そんな渡辺について、海宝は「ときに面白いことを言ってキャストを笑わせたり、ときにみんなが迷っている時には『もっとこうしたほうがいいんじゃないか』などアドバイスをくださったり、カンパニーを支えていただきました。千秋楽はご一緒できませんでしたが、作品をともにつくり上げたという思いが強い」とコメントした。

咲妃は「NINE」のルイザ役、「GHOST」のモリー役の演技で受賞となり、表彰式には艶やかな振袖で登壇。「これは20歳の時に両親から頂戴した振袖です。当時、宝塚歌劇団に在団しておりまして、成人式に出席することはかないませんでしたが、地元・宮崎の写真屋さんで両親が見守ってくれる中、写真だけ撮らせていただきました」と説明。

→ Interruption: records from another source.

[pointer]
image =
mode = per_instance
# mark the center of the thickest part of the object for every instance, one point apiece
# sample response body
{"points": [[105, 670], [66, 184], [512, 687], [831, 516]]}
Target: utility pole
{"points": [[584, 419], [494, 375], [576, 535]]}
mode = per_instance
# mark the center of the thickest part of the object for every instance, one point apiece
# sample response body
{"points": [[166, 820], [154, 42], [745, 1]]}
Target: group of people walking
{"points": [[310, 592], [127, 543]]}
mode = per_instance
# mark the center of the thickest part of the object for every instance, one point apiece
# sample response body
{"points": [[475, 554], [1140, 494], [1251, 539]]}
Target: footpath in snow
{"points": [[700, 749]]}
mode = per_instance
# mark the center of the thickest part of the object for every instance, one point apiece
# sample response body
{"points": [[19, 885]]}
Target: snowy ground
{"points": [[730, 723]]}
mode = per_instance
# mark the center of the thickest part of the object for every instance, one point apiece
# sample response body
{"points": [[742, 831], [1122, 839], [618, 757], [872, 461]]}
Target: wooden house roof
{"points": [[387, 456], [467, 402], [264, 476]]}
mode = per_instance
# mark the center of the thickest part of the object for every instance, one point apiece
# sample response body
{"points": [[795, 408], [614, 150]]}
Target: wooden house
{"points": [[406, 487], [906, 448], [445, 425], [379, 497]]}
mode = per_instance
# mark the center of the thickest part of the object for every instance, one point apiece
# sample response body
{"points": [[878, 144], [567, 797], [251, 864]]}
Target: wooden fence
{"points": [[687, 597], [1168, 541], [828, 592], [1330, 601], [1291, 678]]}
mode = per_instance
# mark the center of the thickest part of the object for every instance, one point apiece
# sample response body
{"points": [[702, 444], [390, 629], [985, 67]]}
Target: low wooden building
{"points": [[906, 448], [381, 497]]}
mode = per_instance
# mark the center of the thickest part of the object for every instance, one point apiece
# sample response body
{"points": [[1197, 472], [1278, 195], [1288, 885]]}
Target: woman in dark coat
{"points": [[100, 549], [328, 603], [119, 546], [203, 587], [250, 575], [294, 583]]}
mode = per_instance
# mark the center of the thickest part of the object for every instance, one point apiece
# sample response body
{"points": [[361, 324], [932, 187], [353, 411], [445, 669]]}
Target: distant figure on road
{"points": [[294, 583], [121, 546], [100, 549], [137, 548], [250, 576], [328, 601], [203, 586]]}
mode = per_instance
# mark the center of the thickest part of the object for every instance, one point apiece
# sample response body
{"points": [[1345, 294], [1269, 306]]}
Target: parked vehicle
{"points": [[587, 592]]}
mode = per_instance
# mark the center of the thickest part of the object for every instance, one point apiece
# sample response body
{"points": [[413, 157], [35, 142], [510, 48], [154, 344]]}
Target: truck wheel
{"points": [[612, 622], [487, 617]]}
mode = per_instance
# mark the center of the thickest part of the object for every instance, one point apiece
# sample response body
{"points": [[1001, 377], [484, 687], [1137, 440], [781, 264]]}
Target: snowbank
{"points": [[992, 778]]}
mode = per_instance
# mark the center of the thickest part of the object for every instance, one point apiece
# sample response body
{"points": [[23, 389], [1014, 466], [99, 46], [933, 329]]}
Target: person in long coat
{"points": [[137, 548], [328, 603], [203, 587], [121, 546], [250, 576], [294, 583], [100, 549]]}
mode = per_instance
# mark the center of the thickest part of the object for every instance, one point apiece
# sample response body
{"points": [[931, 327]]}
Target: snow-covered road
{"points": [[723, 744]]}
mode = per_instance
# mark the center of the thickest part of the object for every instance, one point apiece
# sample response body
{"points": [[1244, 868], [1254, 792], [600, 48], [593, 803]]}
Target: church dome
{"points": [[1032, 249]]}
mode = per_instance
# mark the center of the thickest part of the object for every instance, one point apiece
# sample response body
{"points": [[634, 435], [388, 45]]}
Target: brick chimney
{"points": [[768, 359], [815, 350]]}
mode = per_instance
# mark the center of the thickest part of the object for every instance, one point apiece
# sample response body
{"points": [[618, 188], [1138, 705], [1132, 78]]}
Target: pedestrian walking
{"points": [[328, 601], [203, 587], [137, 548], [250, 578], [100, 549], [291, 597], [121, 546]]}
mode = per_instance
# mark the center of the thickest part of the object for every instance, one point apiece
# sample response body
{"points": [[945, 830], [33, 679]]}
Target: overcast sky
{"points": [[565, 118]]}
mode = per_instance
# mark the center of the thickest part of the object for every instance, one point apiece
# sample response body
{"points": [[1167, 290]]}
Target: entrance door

そして、「今日のこの日を迎えるにあたって、初心を忘れないという意味でも、家族へ感謝の気持ちを届けたいという意味でも、お着物を着させていただきました」と装いに込めた思いを明かした。

高畑は「ウェイトレス」のジェナ役の演技が認められての受賞。「『ウェイトレス』という作品は3、4年前にニューヨークで観劇して、『なんてポップで素晴らしいミュージカルなんだろう』と夢中になり、その後にニューヨークとロンドンへおかわり観劇に行ったほど大好きな作品」と説明。

「いつか日本でやる時は何かの形で参加できたらいいなと思っていたので、こうやって参加できたうえに素敵な賞をいただけて、これはご褒美だと思っております」と感激した。

また、NHKの音楽番組『おげんさんといっしょ』で共演している星野源が、新垣結衣との結婚を発表したことに、「絶対聞かれると思った」と苦笑い。

そして、「おめでたいですよね。私は(星野と)夫婦役をやっていて、旦那さんとして奥さんに『おめでとう』と言うのはシュールだなと思うのですが、私自身としてはハッピー。楽しいニュースが少ない中でとてもうれしく、幸せな気分になります」と祝福した。